Procès de Bois ouvré/Séchoirs de Beauce : l’alarme n’aurait pas retenti

JUSTICE. Plusieurs employés et anciens employés ont témoigné au deuxième jour du procès des entreprises Bois ouvré et Séchoirs de Beauce, le mardi 12 mai, au palais de justice de Saint-Joseph.

Selon la première témoin de la journée, Julie Provençal, qui était contremaître au moment de la tragédie, c’est vers 7 h 15 que l’une des victimes, Jean Lachance, lui indique par le biais d’une radio portative qu’il y a une odeur de fumée.

Mme Provençal monte d’un étage en compagnie de Martin Roy et constate la présence de fumée et de flammes. Elle précise ne pas avoir entendu l’alarme incendie. « J’ai vu le feu rendu à l’étage et j’ai dit à Martin : ” On s’en va, c’est trop dangereux ” avant de dire à la radio qu’il fallait évacuer », a-t-elle raconté à la Cour.
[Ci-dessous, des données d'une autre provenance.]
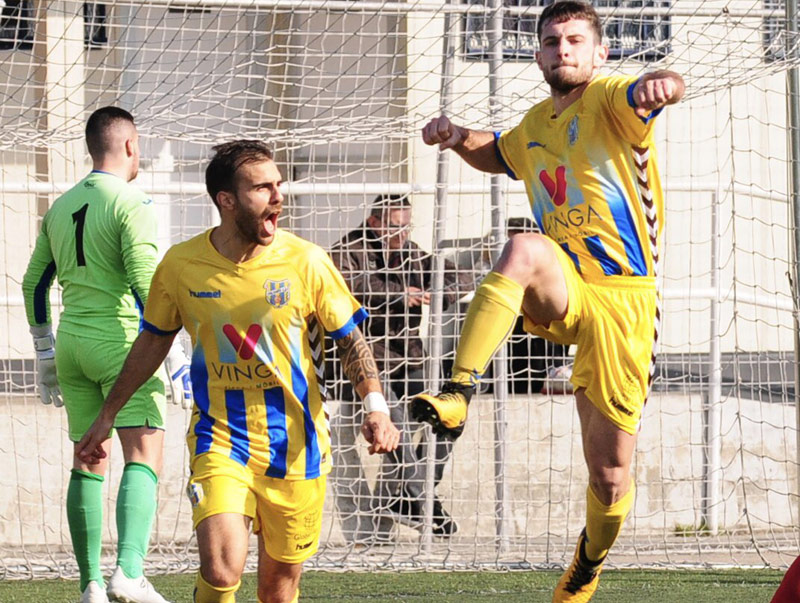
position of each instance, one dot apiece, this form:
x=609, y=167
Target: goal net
x=341, y=89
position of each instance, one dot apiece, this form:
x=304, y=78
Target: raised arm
x=656, y=90
x=146, y=355
x=360, y=368
x=476, y=147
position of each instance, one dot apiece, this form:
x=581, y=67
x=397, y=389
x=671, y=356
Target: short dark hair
x=98, y=125
x=228, y=158
x=384, y=203
x=566, y=10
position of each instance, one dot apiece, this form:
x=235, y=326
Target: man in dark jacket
x=392, y=277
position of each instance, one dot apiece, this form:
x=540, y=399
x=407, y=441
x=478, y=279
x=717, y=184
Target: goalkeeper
x=256, y=300
x=98, y=239
x=588, y=160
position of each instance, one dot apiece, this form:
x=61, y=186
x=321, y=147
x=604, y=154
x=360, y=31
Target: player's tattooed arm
x=358, y=363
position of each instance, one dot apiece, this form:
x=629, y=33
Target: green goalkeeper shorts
x=87, y=368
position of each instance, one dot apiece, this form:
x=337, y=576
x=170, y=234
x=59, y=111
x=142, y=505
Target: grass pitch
x=617, y=586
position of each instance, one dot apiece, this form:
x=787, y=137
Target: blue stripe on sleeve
x=628, y=234
x=632, y=104
x=598, y=251
x=147, y=326
x=354, y=320
x=199, y=374
x=573, y=256
x=300, y=390
x=237, y=425
x=276, y=430
x=500, y=157
x=41, y=292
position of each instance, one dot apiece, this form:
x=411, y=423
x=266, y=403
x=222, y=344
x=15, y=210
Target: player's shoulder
x=188, y=250
x=604, y=86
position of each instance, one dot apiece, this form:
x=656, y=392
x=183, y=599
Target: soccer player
x=587, y=157
x=98, y=239
x=256, y=301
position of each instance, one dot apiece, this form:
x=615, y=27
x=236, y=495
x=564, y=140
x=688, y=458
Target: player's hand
x=654, y=91
x=417, y=297
x=90, y=448
x=46, y=378
x=380, y=432
x=178, y=371
x=443, y=132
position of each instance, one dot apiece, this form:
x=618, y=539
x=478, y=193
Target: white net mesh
x=341, y=89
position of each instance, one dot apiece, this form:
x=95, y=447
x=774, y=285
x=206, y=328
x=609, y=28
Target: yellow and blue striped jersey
x=592, y=179
x=257, y=337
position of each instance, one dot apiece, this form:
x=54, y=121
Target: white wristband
x=375, y=402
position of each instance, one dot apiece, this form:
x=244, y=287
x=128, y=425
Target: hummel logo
x=205, y=293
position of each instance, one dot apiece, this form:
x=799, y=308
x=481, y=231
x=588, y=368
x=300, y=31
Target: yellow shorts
x=612, y=323
x=288, y=513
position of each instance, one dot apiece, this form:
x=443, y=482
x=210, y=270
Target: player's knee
x=219, y=574
x=523, y=255
x=609, y=484
x=277, y=593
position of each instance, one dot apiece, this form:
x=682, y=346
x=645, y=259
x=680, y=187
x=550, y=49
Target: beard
x=565, y=82
x=248, y=223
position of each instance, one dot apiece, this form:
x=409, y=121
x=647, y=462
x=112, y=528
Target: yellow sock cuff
x=206, y=593
x=604, y=522
x=502, y=290
x=621, y=508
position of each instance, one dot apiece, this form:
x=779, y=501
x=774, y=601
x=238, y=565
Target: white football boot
x=132, y=590
x=94, y=593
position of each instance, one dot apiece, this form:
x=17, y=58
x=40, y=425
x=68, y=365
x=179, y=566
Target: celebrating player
x=99, y=240
x=255, y=300
x=587, y=157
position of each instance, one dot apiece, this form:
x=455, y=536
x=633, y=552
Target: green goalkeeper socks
x=136, y=507
x=85, y=517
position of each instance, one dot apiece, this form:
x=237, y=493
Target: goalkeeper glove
x=46, y=378
x=178, y=372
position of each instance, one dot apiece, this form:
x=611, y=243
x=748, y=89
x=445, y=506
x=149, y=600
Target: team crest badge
x=572, y=131
x=278, y=292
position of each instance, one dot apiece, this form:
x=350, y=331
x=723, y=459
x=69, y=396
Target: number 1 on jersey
x=79, y=218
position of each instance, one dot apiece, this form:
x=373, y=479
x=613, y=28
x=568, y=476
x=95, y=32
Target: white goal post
x=341, y=89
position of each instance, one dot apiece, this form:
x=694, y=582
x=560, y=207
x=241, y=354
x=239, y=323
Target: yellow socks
x=490, y=320
x=604, y=522
x=205, y=593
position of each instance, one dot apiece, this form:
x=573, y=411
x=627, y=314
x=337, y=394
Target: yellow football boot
x=447, y=411
x=579, y=582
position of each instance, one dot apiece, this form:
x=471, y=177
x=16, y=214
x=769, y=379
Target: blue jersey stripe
x=626, y=227
x=300, y=389
x=202, y=429
x=237, y=425
x=500, y=157
x=347, y=328
x=572, y=255
x=276, y=430
x=41, y=292
x=598, y=251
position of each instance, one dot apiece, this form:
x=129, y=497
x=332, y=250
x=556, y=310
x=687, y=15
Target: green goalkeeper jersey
x=99, y=240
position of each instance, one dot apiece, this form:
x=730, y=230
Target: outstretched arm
x=656, y=90
x=476, y=147
x=146, y=355
x=360, y=368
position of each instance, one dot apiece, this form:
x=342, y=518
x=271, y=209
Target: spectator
x=393, y=277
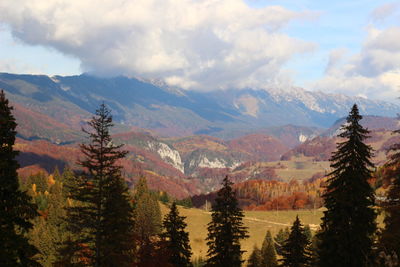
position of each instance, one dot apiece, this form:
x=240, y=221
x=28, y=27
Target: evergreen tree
x=307, y=231
x=295, y=249
x=16, y=208
x=348, y=224
x=49, y=229
x=280, y=239
x=255, y=259
x=177, y=239
x=268, y=252
x=100, y=218
x=225, y=229
x=147, y=218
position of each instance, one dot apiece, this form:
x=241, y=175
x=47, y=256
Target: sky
x=350, y=47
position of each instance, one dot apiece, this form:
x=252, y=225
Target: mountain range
x=185, y=142
x=174, y=112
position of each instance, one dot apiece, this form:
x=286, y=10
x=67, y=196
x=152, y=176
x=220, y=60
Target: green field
x=258, y=222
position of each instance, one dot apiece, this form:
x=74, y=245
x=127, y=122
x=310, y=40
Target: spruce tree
x=100, y=218
x=176, y=238
x=280, y=239
x=295, y=250
x=225, y=229
x=255, y=259
x=268, y=252
x=16, y=208
x=147, y=227
x=348, y=224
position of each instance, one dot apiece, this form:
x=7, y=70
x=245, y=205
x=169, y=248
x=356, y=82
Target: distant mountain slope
x=172, y=112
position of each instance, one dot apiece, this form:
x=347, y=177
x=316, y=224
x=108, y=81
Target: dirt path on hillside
x=313, y=227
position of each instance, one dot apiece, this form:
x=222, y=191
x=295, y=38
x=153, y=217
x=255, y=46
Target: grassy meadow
x=258, y=223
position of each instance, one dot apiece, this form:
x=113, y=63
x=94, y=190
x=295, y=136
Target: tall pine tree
x=100, y=219
x=268, y=252
x=147, y=227
x=226, y=229
x=16, y=208
x=295, y=250
x=348, y=224
x=255, y=259
x=176, y=238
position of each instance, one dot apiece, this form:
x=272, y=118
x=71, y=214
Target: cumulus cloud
x=381, y=13
x=375, y=70
x=196, y=44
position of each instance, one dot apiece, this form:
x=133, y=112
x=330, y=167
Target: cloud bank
x=205, y=45
x=374, y=72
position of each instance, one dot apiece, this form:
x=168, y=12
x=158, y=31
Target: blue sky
x=306, y=36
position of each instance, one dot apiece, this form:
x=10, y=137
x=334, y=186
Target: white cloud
x=203, y=44
x=381, y=13
x=373, y=72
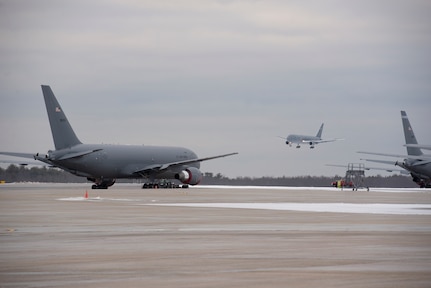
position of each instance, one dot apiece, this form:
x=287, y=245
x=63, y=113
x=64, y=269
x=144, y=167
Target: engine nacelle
x=190, y=176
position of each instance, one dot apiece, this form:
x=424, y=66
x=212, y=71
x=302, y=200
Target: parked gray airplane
x=418, y=164
x=306, y=139
x=103, y=164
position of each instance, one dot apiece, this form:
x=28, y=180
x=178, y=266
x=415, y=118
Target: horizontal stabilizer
x=16, y=154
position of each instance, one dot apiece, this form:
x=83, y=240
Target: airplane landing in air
x=307, y=139
x=103, y=164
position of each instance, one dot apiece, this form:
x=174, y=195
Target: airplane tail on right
x=319, y=133
x=410, y=136
x=62, y=132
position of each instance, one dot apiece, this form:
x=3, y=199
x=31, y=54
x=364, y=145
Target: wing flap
x=165, y=166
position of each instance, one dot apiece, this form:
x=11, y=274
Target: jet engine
x=191, y=176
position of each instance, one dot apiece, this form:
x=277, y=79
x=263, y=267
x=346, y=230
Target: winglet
x=319, y=133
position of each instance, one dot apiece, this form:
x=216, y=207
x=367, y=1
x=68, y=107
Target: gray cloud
x=220, y=76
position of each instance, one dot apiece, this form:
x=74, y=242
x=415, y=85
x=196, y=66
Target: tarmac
x=52, y=236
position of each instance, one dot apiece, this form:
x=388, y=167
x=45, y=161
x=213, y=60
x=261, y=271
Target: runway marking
x=394, y=209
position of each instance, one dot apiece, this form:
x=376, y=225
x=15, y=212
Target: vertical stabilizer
x=319, y=133
x=410, y=136
x=62, y=132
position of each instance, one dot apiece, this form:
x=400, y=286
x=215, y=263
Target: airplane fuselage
x=118, y=161
x=301, y=139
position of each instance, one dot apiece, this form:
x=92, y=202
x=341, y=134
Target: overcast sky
x=220, y=76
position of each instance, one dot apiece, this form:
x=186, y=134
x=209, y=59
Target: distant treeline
x=16, y=173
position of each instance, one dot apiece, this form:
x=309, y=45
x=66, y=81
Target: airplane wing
x=323, y=140
x=402, y=171
x=161, y=167
x=426, y=147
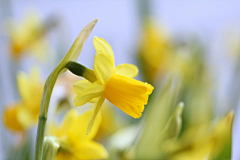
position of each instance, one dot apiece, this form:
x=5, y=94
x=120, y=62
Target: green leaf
x=173, y=126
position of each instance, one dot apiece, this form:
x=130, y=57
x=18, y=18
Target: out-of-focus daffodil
x=74, y=143
x=159, y=56
x=28, y=36
x=156, y=52
x=205, y=141
x=22, y=115
x=113, y=83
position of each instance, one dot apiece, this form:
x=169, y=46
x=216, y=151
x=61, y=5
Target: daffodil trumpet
x=72, y=55
x=105, y=81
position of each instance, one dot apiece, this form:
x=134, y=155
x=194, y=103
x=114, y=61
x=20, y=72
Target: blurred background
x=202, y=37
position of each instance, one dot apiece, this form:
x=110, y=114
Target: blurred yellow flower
x=74, y=143
x=204, y=141
x=113, y=83
x=22, y=115
x=28, y=36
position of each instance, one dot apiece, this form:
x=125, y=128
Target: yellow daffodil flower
x=74, y=143
x=22, y=115
x=204, y=141
x=113, y=83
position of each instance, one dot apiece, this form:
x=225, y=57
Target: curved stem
x=47, y=92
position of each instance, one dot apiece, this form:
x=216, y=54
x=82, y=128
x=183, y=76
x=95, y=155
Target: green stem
x=47, y=92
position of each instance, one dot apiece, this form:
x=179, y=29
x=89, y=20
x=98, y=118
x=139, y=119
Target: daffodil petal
x=93, y=91
x=96, y=110
x=128, y=70
x=91, y=150
x=79, y=86
x=102, y=46
x=104, y=67
x=77, y=131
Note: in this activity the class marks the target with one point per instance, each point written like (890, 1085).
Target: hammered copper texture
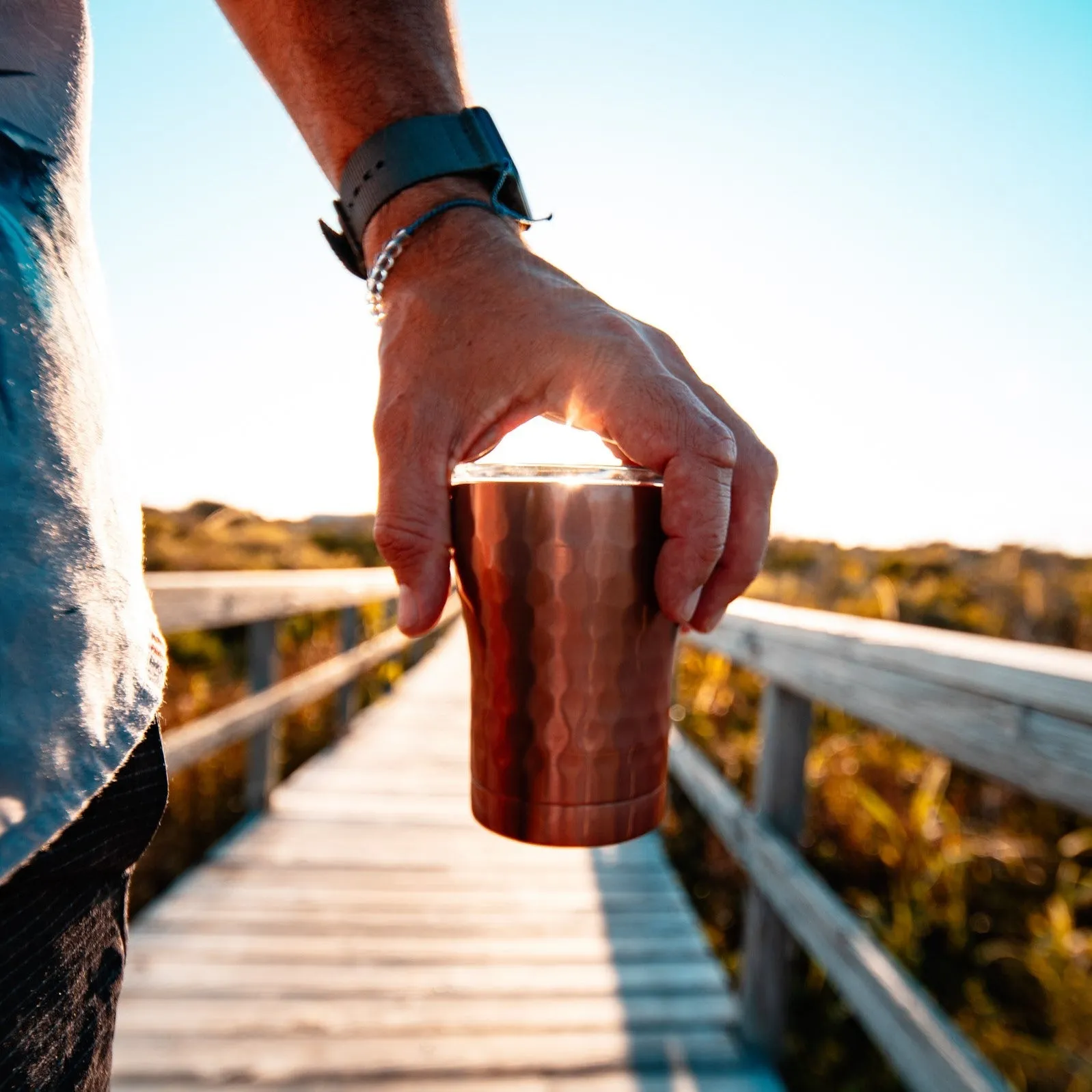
(571, 659)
D’autres témoins entendus dans la journée ont aussi indiqué que l’alarme n’avait pas retenti.

Selon les souvenirs de Mme Provençal, M. Roy et elle ont croisé M. Lachance et Mario Morin muni d’extincteurs. M. Roy est retourné avec les deux hommes.  Elle a précisé que les trois hommes avaient reçu une formation sur l’utilisation d’extincteurs de la part des pompiers de Beauceville. Elle a affirmé leur avoir dit de partir en raison du danger, mais ils ne l’ont pas suivi.

Mme Provençal s’est ensuite rendue au poste de contrôle du dépoussiéreur pour l’arrêter, mais elle a suivi la procédure habituelle au lieu de l’arrêt d’urgence, admettant ne pas y avoir pensé sur le coup.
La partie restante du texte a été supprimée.